Description for the calculation of rhomboids

Calculate Rhomboids

A rhomboid is a quadrangular geometric shape and has the following characteristics

  • It has four sides and four corners

  • The angles of the opposite corners are identical

  • The opposite sides are parallel to each other and are the same length

  • The diagonals have different lengths


\(a\)   Length

\(b\)   Width

\(h_a\)   Height a

\(h_b\)   Height b

\(A\)   Area

\(P\)   Perimeter

\(e\)   Long diagonal

\(f\)   Short diagonal

\(α\)   Angle Alpha

\(β\)   Angle Beta

Formulas for Rhomboid calculation

Calculate Area \(A\) of a rhomboid

\(A = b · h_a\)

\(A=a · h_b\)

\(A=a · b· sin(α)\)

Calculate Length \(a\) of a rhomboid

\(\displaystyle a = \frac{A}{h_b}\)

\(\displaystyle a = \frac{A}{b · sin(α)}\)

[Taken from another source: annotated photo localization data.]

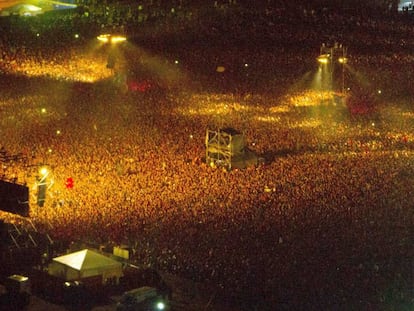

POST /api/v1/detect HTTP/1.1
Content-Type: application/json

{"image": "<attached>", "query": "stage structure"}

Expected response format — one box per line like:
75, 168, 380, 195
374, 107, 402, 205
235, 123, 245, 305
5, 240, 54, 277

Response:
205, 128, 258, 170
317, 43, 347, 93
36, 166, 52, 207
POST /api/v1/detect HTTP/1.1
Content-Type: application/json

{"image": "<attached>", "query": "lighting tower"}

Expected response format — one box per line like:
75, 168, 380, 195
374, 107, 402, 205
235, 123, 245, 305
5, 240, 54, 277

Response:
317, 43, 347, 93
36, 166, 49, 207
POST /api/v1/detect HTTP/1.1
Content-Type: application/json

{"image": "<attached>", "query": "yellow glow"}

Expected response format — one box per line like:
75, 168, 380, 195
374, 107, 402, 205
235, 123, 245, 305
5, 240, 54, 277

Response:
40, 167, 48, 176
97, 34, 110, 43
269, 105, 290, 113
338, 57, 348, 64
256, 116, 281, 123
97, 34, 126, 44
7, 52, 113, 82
110, 35, 127, 44
288, 119, 321, 128
41, 108, 47, 113
23, 4, 42, 12
216, 66, 225, 73
287, 90, 335, 107
317, 54, 330, 64
402, 112, 414, 119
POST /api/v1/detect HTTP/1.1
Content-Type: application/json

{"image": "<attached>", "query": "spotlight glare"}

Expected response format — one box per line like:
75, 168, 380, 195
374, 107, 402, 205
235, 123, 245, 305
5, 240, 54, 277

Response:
110, 35, 127, 44
156, 301, 165, 310
40, 167, 48, 176
317, 54, 330, 64
97, 34, 126, 44
338, 57, 347, 64
97, 34, 110, 43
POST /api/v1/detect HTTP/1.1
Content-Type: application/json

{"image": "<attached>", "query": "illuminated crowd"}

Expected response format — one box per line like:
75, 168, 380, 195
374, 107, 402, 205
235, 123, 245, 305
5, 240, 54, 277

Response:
1, 4, 413, 309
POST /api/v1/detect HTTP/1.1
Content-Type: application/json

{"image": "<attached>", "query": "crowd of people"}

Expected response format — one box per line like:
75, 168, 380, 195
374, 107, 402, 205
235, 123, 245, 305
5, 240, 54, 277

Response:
1, 4, 413, 310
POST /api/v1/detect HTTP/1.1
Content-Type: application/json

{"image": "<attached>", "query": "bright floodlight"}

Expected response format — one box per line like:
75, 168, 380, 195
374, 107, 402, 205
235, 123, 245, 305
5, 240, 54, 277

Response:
111, 35, 127, 43
156, 301, 165, 310
317, 54, 330, 64
39, 167, 48, 177
23, 4, 42, 14
97, 34, 110, 43
338, 57, 348, 64
97, 34, 126, 44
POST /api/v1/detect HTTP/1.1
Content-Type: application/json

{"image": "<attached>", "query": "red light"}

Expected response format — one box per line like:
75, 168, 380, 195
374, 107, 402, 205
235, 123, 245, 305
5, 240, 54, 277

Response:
128, 80, 153, 92
65, 177, 74, 189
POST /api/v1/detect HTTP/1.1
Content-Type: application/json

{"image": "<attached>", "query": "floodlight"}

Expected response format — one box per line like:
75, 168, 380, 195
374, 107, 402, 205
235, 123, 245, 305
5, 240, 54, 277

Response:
97, 34, 110, 43
317, 54, 330, 64
39, 167, 48, 177
97, 34, 127, 44
110, 35, 127, 43
156, 301, 165, 310
338, 57, 347, 64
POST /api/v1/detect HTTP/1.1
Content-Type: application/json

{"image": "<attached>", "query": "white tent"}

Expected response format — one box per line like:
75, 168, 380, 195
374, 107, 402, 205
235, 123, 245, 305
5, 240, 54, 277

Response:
48, 249, 123, 285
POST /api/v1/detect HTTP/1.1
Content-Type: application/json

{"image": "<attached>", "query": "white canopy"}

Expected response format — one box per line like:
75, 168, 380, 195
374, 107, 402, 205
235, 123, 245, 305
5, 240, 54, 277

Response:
48, 249, 123, 284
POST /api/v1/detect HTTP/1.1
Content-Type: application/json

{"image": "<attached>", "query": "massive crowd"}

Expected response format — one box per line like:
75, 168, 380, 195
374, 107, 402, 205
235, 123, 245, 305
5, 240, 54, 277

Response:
1, 4, 413, 310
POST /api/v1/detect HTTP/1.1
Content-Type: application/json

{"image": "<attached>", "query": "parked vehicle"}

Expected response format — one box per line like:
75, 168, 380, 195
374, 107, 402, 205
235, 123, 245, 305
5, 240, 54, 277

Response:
116, 286, 169, 311
0, 274, 31, 310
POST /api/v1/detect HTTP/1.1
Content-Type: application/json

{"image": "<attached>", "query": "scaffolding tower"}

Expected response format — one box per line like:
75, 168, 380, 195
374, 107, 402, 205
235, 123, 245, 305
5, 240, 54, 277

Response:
318, 43, 347, 93
206, 128, 258, 170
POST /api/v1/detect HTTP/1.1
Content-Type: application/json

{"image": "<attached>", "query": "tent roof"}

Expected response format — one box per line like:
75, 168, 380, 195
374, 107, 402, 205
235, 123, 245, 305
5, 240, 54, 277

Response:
53, 249, 121, 271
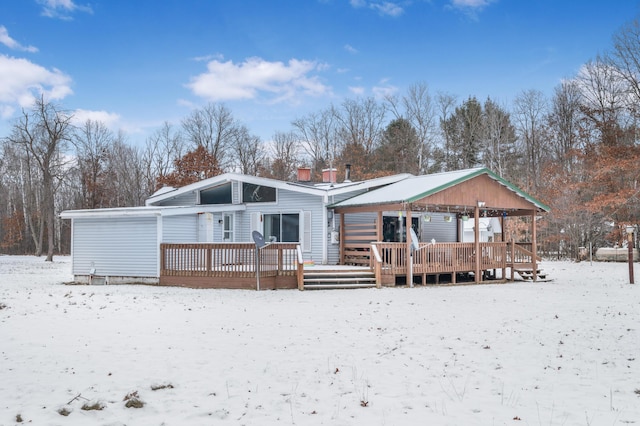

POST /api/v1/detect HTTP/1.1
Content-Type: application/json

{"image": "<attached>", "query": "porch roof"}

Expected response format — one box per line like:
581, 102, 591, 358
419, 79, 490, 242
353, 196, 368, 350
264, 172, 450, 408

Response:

\(\displaystyle a = \frac{A }{ b · sin(β)}\)

Calculate Width \(b\) of a rhomboid

\(\displaystyle b = \frac{A}{h_a}\)

\(\displaystyle b = \frac{A}{a · sin(α)}\)

\(\displaystyle b = \frac{A }{ a · sin(β)}\)

Calculate Height a \(h_a\) of a rhomboid

\(\displaystyle h_a = \frac{A}{b}\)

\(\displaystyle h_a = sin(α) · a\)

\(\displaystyle h_a = sin(β) · a\)

Calculate Height b \(h_b\) of a rhomboid

\(\displaystyle h_b = \frac{A}{a}\)

\(\displaystyle h_b= sin(α) ·b\)

\(\displaystyle h_b = sin(β) ·b\)

Calculate Perimeter \(P\) of a rhomboid

\(\displaystyle P = 2 ·(a + b)\)

\(\displaystyle P = 2 · \frac{h_a}{sin(α)} + (2 · b)\)

Calculate long Diagonal \(e\) of a rhomboid

\(\displaystyle e = \sqrt{a^2 + b^2 - 2 · a · b · cos(β)}\)

Calculate short Diagonal \(f\) of a rhomboid

\(\displaystyle f = \sqrt{a^2 + b^2; - 2 · a · b · cos(α)}\)

Calculate Angle Alpha \(α\) of a rhomboid

\(\displaystyle α = asin\left(\frac{A}{a · b}\right)\)